On Thu, Feb 18, 2016 at 4:00 PM, Jon Katz <jkatz(a)wikimedia.org> wrote:
Can someone on this list point me to where the
more-like code sits? Or
better, yet would be someone documenting the rules that govern
prioritization of suggestions.
I would like to document the logic for our communities so that we can have
an open discussion about what variables and weighting we should use to
suggest articles.
"More like" is an Elasticsearch
<https://en.wikipedia.org/wiki/Elasticsearch> feature; the documentation is
here
<https://www.elastic.co/guide/en/elasticsearch/reference/current/query-dsl-mlt-query.html>.
I'd imagine the source code is way too complicated to give much insight to
the casual reader (as Elasticsearch is a large and complex piece of
software) but I never looked into the ES codebase so that's just a guess.

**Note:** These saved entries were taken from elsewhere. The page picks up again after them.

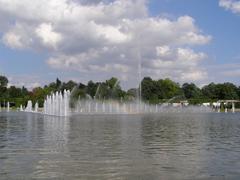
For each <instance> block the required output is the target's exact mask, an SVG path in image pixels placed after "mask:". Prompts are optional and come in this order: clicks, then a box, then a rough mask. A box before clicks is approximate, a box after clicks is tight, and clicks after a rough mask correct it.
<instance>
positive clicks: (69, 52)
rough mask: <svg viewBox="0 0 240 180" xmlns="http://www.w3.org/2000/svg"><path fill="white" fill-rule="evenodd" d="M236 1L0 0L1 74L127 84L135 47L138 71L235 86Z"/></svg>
mask: <svg viewBox="0 0 240 180" xmlns="http://www.w3.org/2000/svg"><path fill="white" fill-rule="evenodd" d="M238 3H239V1H234V0H202V1H199V0H150V1H147V0H128V1H127V0H115V1H111V2H108V1H104V2H102V3H101V0H95V1H94V0H92V1H88V3H86V1H81V0H78V1H74V2H73V1H72V0H69V1H66V0H59V1H55V0H48V1H47V0H40V1H38V2H33V1H30V0H23V1H20V2H19V1H17V0H13V1H10V2H9V1H7V0H0V16H1V18H0V27H1V28H0V39H1V41H0V73H1V74H3V75H6V76H8V77H9V80H10V85H11V84H14V85H17V86H23V85H24V86H26V87H29V88H33V87H36V86H42V85H44V84H45V83H49V82H51V81H54V80H55V79H56V78H57V77H59V78H60V79H62V80H64V81H67V80H69V79H73V80H75V81H78V82H83V83H86V82H87V81H88V80H90V79H93V80H95V81H101V80H105V79H107V78H110V77H111V76H116V77H118V78H119V79H120V80H121V82H122V85H123V86H124V87H126V88H129V87H135V86H136V84H137V83H136V82H137V81H136V80H137V75H136V74H137V70H136V69H137V68H136V67H137V63H138V61H139V60H138V58H139V56H138V53H139V52H140V57H141V61H142V66H143V70H142V72H143V75H144V76H151V77H153V78H155V79H160V78H167V77H169V78H171V79H174V80H175V81H177V82H180V83H183V82H195V83H196V84H198V85H199V86H202V85H204V84H207V83H209V82H212V81H214V82H224V81H230V82H233V83H236V84H238V85H239V84H240V80H239V76H240V70H239V68H240V63H239V61H240V53H239V52H240V51H239V50H240V41H239V38H238V33H239V32H240V23H239V20H240V9H239V7H240V6H239V5H238ZM41 6H42V7H41ZM39 7H40V8H39ZM20 8H21V9H22V10H21V11H19V9H20ZM36 8H39V9H38V11H37V12H36ZM69 8H70V9H69ZM64 13H65V14H64ZM63 14H64V15H63ZM139 39H140V41H139ZM137 52H138V53H137Z"/></svg>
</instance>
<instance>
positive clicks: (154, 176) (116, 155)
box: [0, 113, 240, 180]
mask: <svg viewBox="0 0 240 180" xmlns="http://www.w3.org/2000/svg"><path fill="white" fill-rule="evenodd" d="M0 179H70V180H71V179H104V180H105V179H149V180H151V179H164V180H166V179H240V114H237V113H236V114H215V113H212V114H210V113H205V114H204V113H203V114H200V113H199V114H197V113H194V114H186V113H184V114H180V113H178V114H161V115H158V116H156V115H144V116H140V115H131V116H117V115H116V116H114V115H111V116H75V117H71V118H68V119H64V118H57V117H44V116H41V115H33V114H25V113H9V114H7V113H0Z"/></svg>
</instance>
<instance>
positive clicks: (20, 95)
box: [8, 86, 22, 98]
mask: <svg viewBox="0 0 240 180" xmlns="http://www.w3.org/2000/svg"><path fill="white" fill-rule="evenodd" d="M8 95H9V97H10V98H19V97H22V89H21V88H16V87H15V86H11V87H10V88H9V89H8Z"/></svg>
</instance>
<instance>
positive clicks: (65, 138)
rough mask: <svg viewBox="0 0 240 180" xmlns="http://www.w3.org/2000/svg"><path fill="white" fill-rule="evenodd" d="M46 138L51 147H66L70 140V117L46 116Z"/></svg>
mask: <svg viewBox="0 0 240 180" xmlns="http://www.w3.org/2000/svg"><path fill="white" fill-rule="evenodd" d="M43 124H44V140H45V143H46V144H48V145H49V146H50V147H51V149H52V148H53V149H54V148H55V147H54V146H56V149H59V148H60V149H61V148H65V147H64V146H66V144H67V142H68V134H69V129H70V127H69V119H68V118H67V117H65V118H64V117H55V116H44V118H43Z"/></svg>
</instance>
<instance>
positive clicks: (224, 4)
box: [219, 0, 240, 13]
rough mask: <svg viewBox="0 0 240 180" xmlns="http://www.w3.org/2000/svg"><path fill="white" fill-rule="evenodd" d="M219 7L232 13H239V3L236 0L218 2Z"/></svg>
mask: <svg viewBox="0 0 240 180" xmlns="http://www.w3.org/2000/svg"><path fill="white" fill-rule="evenodd" d="M219 6H221V7H223V8H225V9H227V10H231V11H232V12H233V13H240V1H237V0H220V1H219Z"/></svg>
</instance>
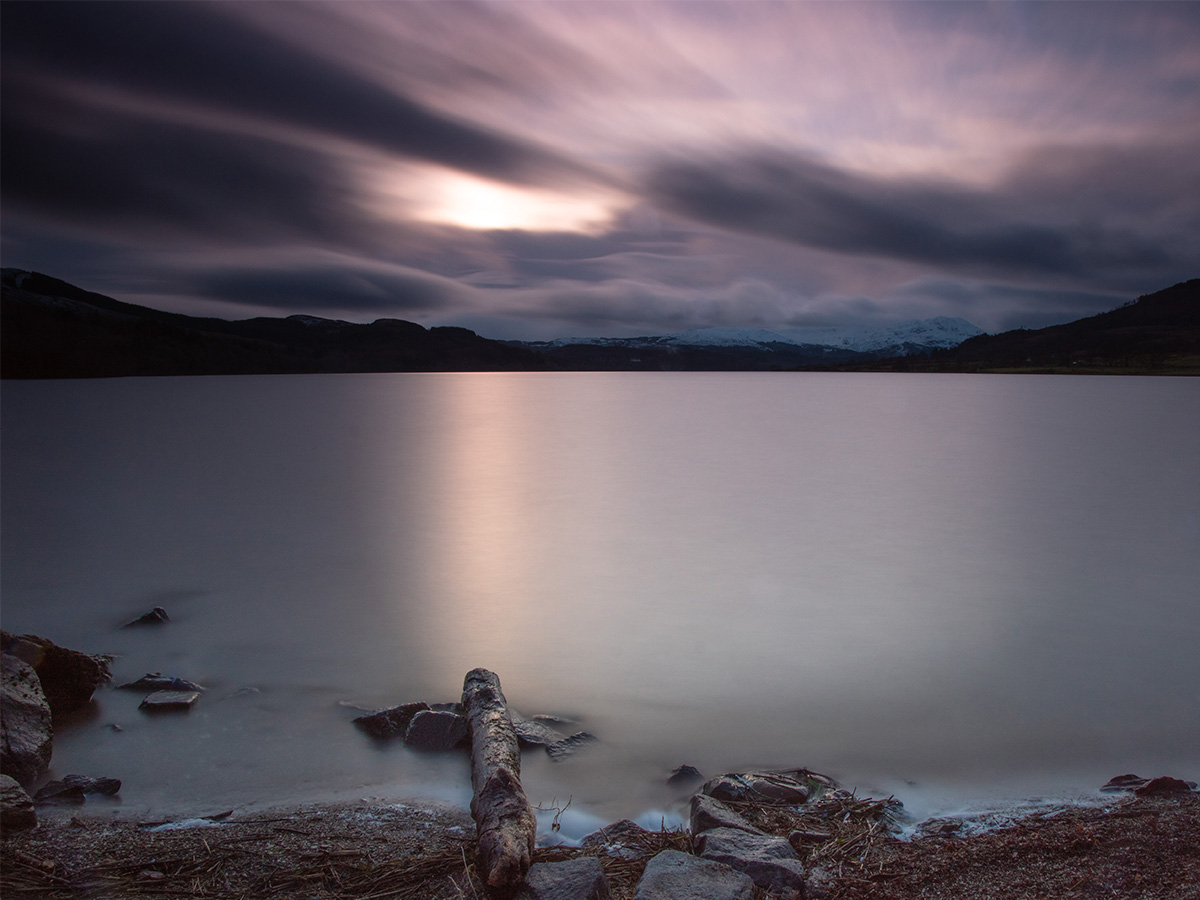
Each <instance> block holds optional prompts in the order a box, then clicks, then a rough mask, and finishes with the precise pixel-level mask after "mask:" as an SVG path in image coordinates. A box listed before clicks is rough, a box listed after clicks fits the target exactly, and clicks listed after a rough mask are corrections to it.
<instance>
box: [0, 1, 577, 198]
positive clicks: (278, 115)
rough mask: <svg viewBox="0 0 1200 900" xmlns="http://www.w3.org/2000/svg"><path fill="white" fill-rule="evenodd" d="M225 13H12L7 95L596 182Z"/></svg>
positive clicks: (110, 9) (507, 137)
mask: <svg viewBox="0 0 1200 900" xmlns="http://www.w3.org/2000/svg"><path fill="white" fill-rule="evenodd" d="M230 12H232V10H228V8H223V6H222V5H211V6H210V5H199V4H124V2H96V4H11V5H6V7H5V29H4V35H5V38H6V40H5V46H4V80H5V94H6V95H7V94H10V92H12V94H17V92H19V91H23V90H29V89H30V88H31V86H32V85H36V84H38V83H42V84H43V85H44V84H46V83H48V82H49V80H50V79H52V78H53V79H68V80H71V82H73V83H77V84H89V85H103V86H104V88H106V89H108V90H119V91H122V92H127V94H132V95H134V96H145V97H154V98H157V100H160V101H168V102H172V103H184V104H190V106H196V107H200V108H206V109H210V110H227V112H235V113H238V114H240V115H244V116H248V118H251V119H259V120H264V121H269V122H277V124H284V125H288V126H292V127H298V128H305V130H308V131H312V132H314V133H318V134H323V136H326V137H336V138H340V139H343V140H348V142H354V143H359V144H364V145H368V146H372V148H376V149H378V150H383V151H385V152H391V154H397V155H401V156H407V157H416V158H422V160H430V161H434V162H438V163H439V164H443V166H448V167H451V168H458V169H462V170H466V172H470V173H474V174H479V175H484V176H487V178H494V179H500V180H509V181H518V182H527V184H548V182H556V181H560V180H564V179H583V178H592V176H594V174H593V173H590V172H589V170H588V169H587V168H586V167H583V166H581V164H578V163H576V162H574V161H570V160H566V158H564V157H562V156H559V155H557V154H554V152H552V151H550V150H546V149H544V148H539V146H535V145H533V144H530V143H528V142H522V140H517V139H514V138H510V137H506V136H504V134H502V133H498V132H496V131H492V130H488V128H484V127H480V126H476V125H472V124H469V122H466V121H461V120H457V119H455V118H454V116H450V115H445V114H442V113H439V112H437V110H433V109H430V108H427V107H425V106H422V104H421V103H418V102H416V101H414V100H410V98H408V97H406V96H402V95H401V94H398V92H397V91H395V90H389V89H385V88H383V86H380V85H378V84H376V83H373V82H370V80H367V79H365V78H362V77H359V76H356V74H354V73H353V72H350V71H349V70H347V68H343V67H341V66H337V65H335V64H332V62H330V61H328V60H325V59H322V58H317V56H313V55H311V54H306V53H305V52H302V50H300V49H299V48H295V47H294V46H292V44H289V43H287V42H284V41H282V40H280V38H277V37H275V36H274V35H271V34H269V32H266V31H263V30H260V29H257V28H254V26H252V25H250V24H247V23H246V22H244V20H241V19H240V18H238V17H236V16H234V14H229V13H230Z"/></svg>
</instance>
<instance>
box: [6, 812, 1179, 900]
mask: <svg viewBox="0 0 1200 900" xmlns="http://www.w3.org/2000/svg"><path fill="white" fill-rule="evenodd" d="M1108 798H1109V802H1106V803H1104V802H1102V803H1099V804H1096V805H1066V804H1054V805H1052V806H1051V808H1050V809H1046V810H1043V811H1032V812H1028V814H1027V815H1021V816H1007V815H1004V814H998V812H997V814H995V815H996V820H995V821H994V822H991V823H990V824H988V826H986V827H985V828H979V829H976V828H973V827H970V826H959V827H955V826H953V824H943V826H942V827H941V828H934V829H932V830H926V832H925V833H923V834H919V835H916V836H913V835H907V836H905V835H901V836H895V835H890V834H886V833H882V832H875V830H871V834H870V836H869V839H868V840H865V841H862V840H860V841H859V845H858V846H857V847H851V848H850V852H845V851H844V850H838V851H836V852H834V851H833V850H830V848H829V847H824V848H822V847H821V846H805V845H802V846H800V847H799V850H800V852H802V860H803V862H804V865H805V870H806V880H808V883H809V890H808V896H809V898H816V896H826V898H829V900H866V899H868V898H870V900H912V899H916V898H934V896H953V898H964V899H970V898H976V896H978V898H984V896H1001V895H1013V896H1021V898H1026V900H1037V899H1039V898H1046V899H1049V898H1056V899H1058V898H1062V899H1068V898H1080V899H1081V900H1082V898H1091V896H1110V895H1116V896H1122V898H1145V899H1146V900H1150V899H1151V898H1200V842H1198V840H1196V838H1198V835H1200V793H1198V792H1196V791H1188V792H1186V793H1181V794H1175V796H1169V797H1135V796H1133V794H1129V793H1120V794H1109V796H1108ZM97 814H100V815H97ZM947 818H949V817H947ZM646 835H647V836H644V838H640V839H638V840H641V844H640V845H634V846H642V847H644V848H646V852H649V851H650V850H654V851H655V852H656V850H659V848H667V847H671V848H678V850H684V851H685V852H686V851H689V850H691V836H690V835H689V834H688V833H686V832H685V830H667V832H662V833H655V832H647V833H646ZM793 836H794V835H793ZM474 838H475V833H474V823H473V822H472V820H470V817H469V815H468V814H467V811H466V810H463V809H458V808H455V806H452V805H449V804H439V803H436V802H420V803H418V802H396V803H390V802H359V803H338V804H302V805H290V806H289V805H283V804H281V805H278V806H276V808H274V809H270V810H257V811H253V812H251V814H239V812H236V811H233V812H229V814H222V815H217V816H214V817H211V818H210V820H208V821H204V820H200V818H191V820H184V821H179V820H176V821H173V822H138V821H134V820H130V818H124V817H121V816H120V815H113V812H112V811H110V810H109V811H108V815H104V814H103V812H102V810H101V808H95V809H90V810H89V809H86V808H74V809H61V810H60V811H55V812H54V814H53V815H49V816H46V817H44V818H43V820H42V822H41V823H40V826H38V827H37V828H36V829H32V830H28V832H13V830H11V829H6V830H5V834H4V839H2V847H0V852H2V860H4V866H2V888H4V889H2V894H4V895H5V896H6V898H18V896H38V898H50V899H54V898H74V896H90V895H96V894H95V892H96V890H101V892H102V894H101V895H103V896H106V898H108V899H110V900H122V899H124V898H133V896H138V898H160V896H161V898H167V896H196V898H221V899H227V898H240V896H254V898H272V899H277V900H293V899H294V900H299V898H301V896H304V898H318V899H322V900H338V899H341V898H347V899H348V898H367V896H371V898H380V899H382V898H418V896H420V898H427V899H428V900H457V898H461V896H474V895H475V894H473V893H472V890H475V892H476V893H478V895H479V896H484V895H485V894H484V890H482V887H481V884H479V882H478V880H476V878H475V875H474V864H473V859H474V857H473V853H474ZM848 842H850V844H853V841H848ZM608 848H610V850H611V848H612V845H608ZM581 856H599V857H600V863H601V865H602V868H604V869H605V871H606V874H607V876H608V880H610V884H611V888H612V896H613V898H617V900H623V899H624V898H632V896H634V892H635V889H636V883H637V877H640V875H641V869H642V868H644V863H646V859H647V858H648V857H644V858H638V859H629V858H626V857H624V856H622V854H620V853H617V854H614V856H608V854H607V853H606V851H605V846H604V844H602V842H601V845H600V846H599V847H598V846H595V845H592V846H587V847H582V848H581V847H570V846H539V847H538V848H536V851H535V853H534V862H535V863H538V862H562V860H565V859H574V858H578V857H581ZM1014 859H1018V860H1019V863H1014V862H1013V860H1014ZM1105 880H1106V881H1105ZM1103 884H1109V886H1110V887H1111V888H1112V890H1115V892H1116V893H1112V890H1110V892H1109V893H1097V892H1098V890H1099V888H1100V887H1102V886H1103ZM942 892H946V893H942ZM1088 892H1091V893H1088ZM755 896H756V900H764V899H766V898H774V896H776V895H775V894H768V893H766V892H762V890H760V892H758V893H756V894H755Z"/></svg>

The configuration we use for morelike queries is here
<https://github.com/wikimedia/mediawiki-extensions-CirrusSearch/blob/867248ccf522541922507f23a9ddd0783bed3699/CirrusSearch.php#L450>.
The wrapper code that fires the ES query is here
<https://github.com/wikimedia/mediawiki-extensions-CirrusSearch/blob/867248ccf522541922507f23a9ddd0783bed3699/includes/Searcher.php#L800>
(but
at a glance it doesn't do anything interesting).